Tras una semana compleja donde los pases de factura se ventilaron a cielo abierto en las redes sociales, el Gobierno volvió a juntar a su núcleo duro en el despacho de Manuel Adorni. La convocatoria a la mesa política de La Libertad Avanza tuvo un objetivo oficial claro: ordenar el enorme lio legislativo que paraliza la agenda del Ejecutivo en el Congreso. Sin embargo, el verdadero trasfondo de la cumbre, que duró poco más de dos horas, fue la necesidad imperiosa de alinear a una tropa golpeada por sus propias internas y mostrar gobernabilidad ante un calendario parlamentario que no da respiro.
La postal de "paz y sonrisas" que buscaron vender los funcionarios a la salida del encuentro tuvo como protagonistas al asesor presidencial Santiago Caputo y al titular de la Cámara de Diputados, Martín Menem. La tensión entre ambos escaló días atrás cuando Caputo lo acusó de operar mediáticamente contra el Gobierno a través de cuentas anónimas, desatando una guerra digital que obligó a Javier Milei a intervenir. Sin embargo, diversas fuentes con acceso a la reunión aseguraron que el tema de la interna lisa y llanamente no se tocó.

Ese operativo también incluyó a la jefa del bloque libertario en el Senado, Patricia Bullrich. Luego de ser relegada del protocolo oficial en los festejos patrios y de tener que suspender la sesión de la Cámara Alta por falta de quórum, la ex ministra recuperó su lugar en la mesa de decisiones con el aval directo de Milei. Desde el entorno de la senadora marcaron que ella asistirá siempre que el Ejecutivo la convoque.
El encargado de guiar la cumbre fue el propio Adorni, quien atraviesa sus horas más complejas bajo la lupa de la Justicia. Hace casi tres meses que el funcionario quedó en el centro de la polémica por una investigación que indaga presuntas coimas y enriquecimiento ilícito, situación que podría derivar en un llamado a indagatoria antes de julio. Sin embargo, en Casa Rosada desestimaron los riesgos y confían en que su inminente declaración jurada aclarará las dudas. Junto a él, completaron la mesa la secretaria general de la Presidencia, Karina Milei; los ministros Luis Caputo y Diego Santilli; y los funcionarios Ignacio Devitt y Eduardo “Lule” Menem.

Con la pelea política escondida temporalmente debajo de la alfombra, el oficialismo se decidió por repasar la agenda legislativa que, por estos días, está estancada. La mesa política hizo un paneo de la decena de proyectos pendientes y apostaron por redoblar la presión.
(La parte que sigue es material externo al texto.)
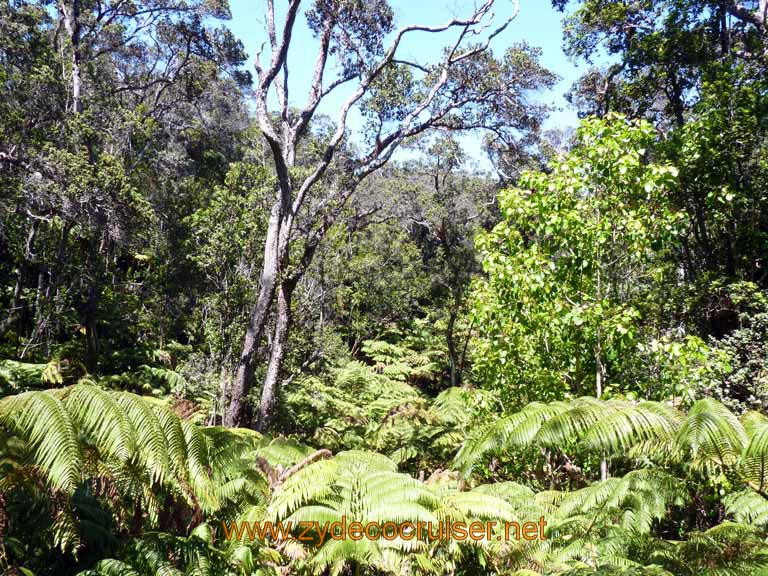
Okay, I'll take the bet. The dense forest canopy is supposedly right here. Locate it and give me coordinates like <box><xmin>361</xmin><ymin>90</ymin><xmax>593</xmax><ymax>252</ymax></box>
<box><xmin>0</xmin><ymin>0</ymin><xmax>768</xmax><ymax>576</ymax></box>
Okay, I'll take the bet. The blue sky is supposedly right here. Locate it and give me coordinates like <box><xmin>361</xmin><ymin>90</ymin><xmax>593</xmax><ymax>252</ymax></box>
<box><xmin>227</xmin><ymin>0</ymin><xmax>585</xmax><ymax>163</ymax></box>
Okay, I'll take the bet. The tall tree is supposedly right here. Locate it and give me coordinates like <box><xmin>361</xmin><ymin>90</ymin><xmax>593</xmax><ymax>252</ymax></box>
<box><xmin>227</xmin><ymin>0</ymin><xmax>560</xmax><ymax>429</ymax></box>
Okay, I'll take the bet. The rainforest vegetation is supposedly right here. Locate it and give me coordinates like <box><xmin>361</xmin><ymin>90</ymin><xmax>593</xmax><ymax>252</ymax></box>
<box><xmin>0</xmin><ymin>0</ymin><xmax>768</xmax><ymax>576</ymax></box>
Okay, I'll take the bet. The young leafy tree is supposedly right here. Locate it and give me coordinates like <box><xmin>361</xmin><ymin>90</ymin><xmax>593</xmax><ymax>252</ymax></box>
<box><xmin>473</xmin><ymin>116</ymin><xmax>685</xmax><ymax>405</ymax></box>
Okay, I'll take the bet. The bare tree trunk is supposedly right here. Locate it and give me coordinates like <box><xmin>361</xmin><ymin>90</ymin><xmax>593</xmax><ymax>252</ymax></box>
<box><xmin>256</xmin><ymin>281</ymin><xmax>295</xmax><ymax>432</ymax></box>
<box><xmin>59</xmin><ymin>0</ymin><xmax>83</xmax><ymax>113</ymax></box>
<box><xmin>445</xmin><ymin>307</ymin><xmax>461</xmax><ymax>387</ymax></box>
<box><xmin>230</xmin><ymin>201</ymin><xmax>282</xmax><ymax>426</ymax></box>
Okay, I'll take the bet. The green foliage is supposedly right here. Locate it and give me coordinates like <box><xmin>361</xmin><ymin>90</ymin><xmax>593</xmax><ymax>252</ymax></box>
<box><xmin>473</xmin><ymin>117</ymin><xmax>685</xmax><ymax>406</ymax></box>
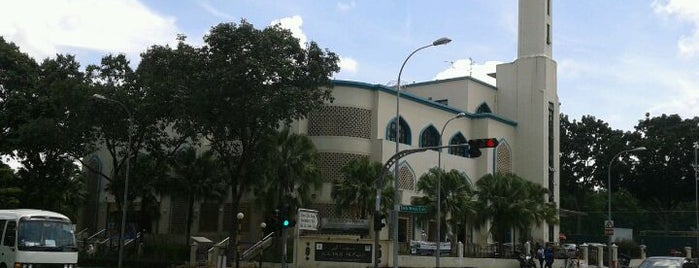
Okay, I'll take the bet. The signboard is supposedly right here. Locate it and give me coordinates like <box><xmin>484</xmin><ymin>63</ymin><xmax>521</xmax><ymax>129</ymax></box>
<box><xmin>604</xmin><ymin>220</ymin><xmax>614</xmax><ymax>228</ymax></box>
<box><xmin>604</xmin><ymin>228</ymin><xmax>614</xmax><ymax>236</ymax></box>
<box><xmin>604</xmin><ymin>220</ymin><xmax>614</xmax><ymax>236</ymax></box>
<box><xmin>315</xmin><ymin>242</ymin><xmax>372</xmax><ymax>263</ymax></box>
<box><xmin>320</xmin><ymin>218</ymin><xmax>369</xmax><ymax>235</ymax></box>
<box><xmin>296</xmin><ymin>208</ymin><xmax>320</xmax><ymax>231</ymax></box>
<box><xmin>400</xmin><ymin>205</ymin><xmax>427</xmax><ymax>214</ymax></box>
La lista de tareas en la Cámara Alta es extensa. Actualmente, esperan 73 pliegos de nombramientos judiciales listos para votarse, la aprobación inminente de la Ley Hojarasca y el recorte a los subsidios en Zonas Frías, que ya cuentan con media sanción. También figura un acuerdo para pagarles a dos fondos buitres 171 millones de dólares y un nuevo proyecto de biocombustibles.
Santiago Caputo patea el tablero: no acepta una tregua y redobla la apuesta contra Menem
Destrabar Diputados y el Mundial como límite
A esta situación, se le suma la obsesión de la Casa Rosada por ganar impacto mediático mediante la presentación continua de reformas. La estrategia oficial es bombardear el Congreso con un tercer paquete de leyes que incluye desde la regulación del lobby y los cambios en el etiquetado frontal de alimentos, hasta el Súper RIGI, enfocado en promocionar inversiones tecnológicas y energéticas. Además, la mesa analizó los plazos para enviar una inminente modificación a la Ley de Sociedades por el Senado, buscando no perder la iniciativa política.
Para que todo esto avance, el oficialismo analizó cómo aceitar el ida y vuelta con los gobernadores y los bloques dialoguistas, que al fin y al cabo tienen la llave para aprobar cualquier medida. En Diputados, el tema que quedó en pausa es el Tratado de Cooperación de Patentes (PCT). El propio Gobierno frenó la votación a la espera de que Estados Unidos cumpla con algunos compromisos que ya había asumido.
La mesa política sabe que el margen de acción se achica cada vez más, porque en menos de un mes el Congreso va a entrar en la típica parálisis que trae el Mundial de fútbol. Frente a esta cuenta regresiva, el Gobierno tiene claro que ya no queda demasiado tiempo para nuevas peleas de egos si de verdad quiere convertir sus promesas de campaña en leyes concretas.